Une fois n'est pas coutume, la Commission des finances a décidé de siéger les 25 et 26 février derniers après que la CER-N, qui est compétente en matière de politique agricole, a pris ses décisions. La Commission des finances a ainsi renoncé à adresser un corapport à la CER-N et choisi de soumettre ses propositions directement à notre conseil.
En préambule, j'aimerais rappeler que le crédit-cadre agricole est l'un des seuls crédits-cadres qui n'a pas été augmenté au cours des dernières années. Au contraire, il est même prévu de le réduire de 0,2 pour cent selon le plan financier 2021-2023. N'oublions pas que ce crédit-cadre, au travers des paiements directs, octroie des rémunérations contre des prestations que l'agriculture doit fournir à notre société. Des contre-prestations que le Parlement a fixées et que nous devons respecter si nous voulons rester crédibles et honorer le contrat passé avec l'agriculture suisse.
Il sied aussi de relever que les paiements directs sont une composante directe du revenu agricole, avec une part d'environ 30 pour cent pour les exploitations de plaine, et même de 60 à 70 pour cent pour les exploitations de montagne. Un revenu agricole qui, en plaine, n'est pas mirobolant puisqu'il atteint en moyenne 5000 francs par mois, et en montagne, seulement 3000 francs.
Une réduction du crédit-cadre agricole telle qu'elle est proposée par le Conseil fédéral aurait un impact direct sur ce revenu agricole déjà très bas en comparaison avec les autres secteurs économiques comparables. En effet, le revenu agricole est inférieur de 30 à 40 pour cent à celui de ces secteurs, et l'abaisser encore creuserait encore plus le fossé, alors qu'il faudrait le réduire.
La majorité de la Commission des finances vous invite à suivre la majorité de la CER-N en ce qui concerne les montants maximaux autorisés pour les années 2022 à 2025 et à vous rallier, à quelques minimes corrections près, aux décisions du Conseil des Etats.
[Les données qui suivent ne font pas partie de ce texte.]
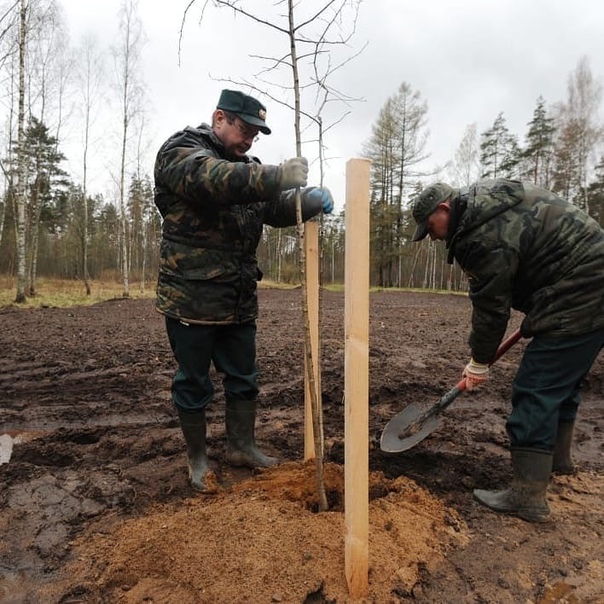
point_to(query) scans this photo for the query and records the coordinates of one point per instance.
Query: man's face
(236, 135)
(438, 221)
Les corrections apportées au projet du Conseil fédéral sont justifiées.
Dans le domaine des mesures destinées à promouvoir les bases de production, les 15 millions de francs supplémentaires seront destinés à la mise en application de l'initiative parlementaire 19.475, "Réduire le risque de l'utilisation de pesticides", que nous sommes en train de mettre sous toit. La concrétisation de cette initiative parlementaire impliquera la mise en place de nouveaux systèmes de production, avec à la clé des coûts supplémentaires, qui auront pour objectif une réduction des risques et des pertes liés aux produits phytosanitaires et aux éléments fertilisants.
Dans le domaine des mesures destinées à promouvoir la production et les ventes, les 30 millions de francs supplémentaires sont prévus pour soutenir les quantités de fromage qui seront produites. Il est important que ce supplément de 15 centimes par kilo de fromage inscrit dans la loi sur l'agriculture soit maintenu afin de favoriser nos exportations et de garantir un certain prix payé au producteur pour le lait de fromagerie.
En ce qui concerne les paiements directs, comme mentionné précédemment, c'est une composante directe du revenu agricole. Les réduire équivaudrait à baisser le revenu agricole déjà très faible par rapport à d'autres secteurs économiques comparables, comme mentionné.
Forte de ce constat et du fait que le crédit-cadre agricole n'a pas été augmenté ces dernières années, voire a même été réduit, la majorité de la Commission des finances estime qu'on ne peut appliquer dans ce contexte la motion Dittli 16.3705, "Compenser le renchérissement uniquement quand il survient". C'est la raison pour laquelle nous vous proposons de corriger le montant des paiements directs de 159 millions de francs.
La proposition défendue par la minorité I (Munz), qui demande d'appliquer la motion Dittli également au monde agricole et de renoncer à l'augmentation de 30 millions de francs de supplément laitier, a été rejetée par 16 voix contre 8 et 1 abstention.
La proposition défendue par la minorité II (Friedl Claudia) et la proposition défendue par la minorité III (Friedl Claudia) qui demandent d'allouer les moyens financiers destinés à l'agriculture pour deux ans seulement au lieu de quatre ont été rejetées - par 15 voix contre 10 et aucune abstention pour la minorité II et par 15 voix contre 7 et 3 abstentions pour la minorité III.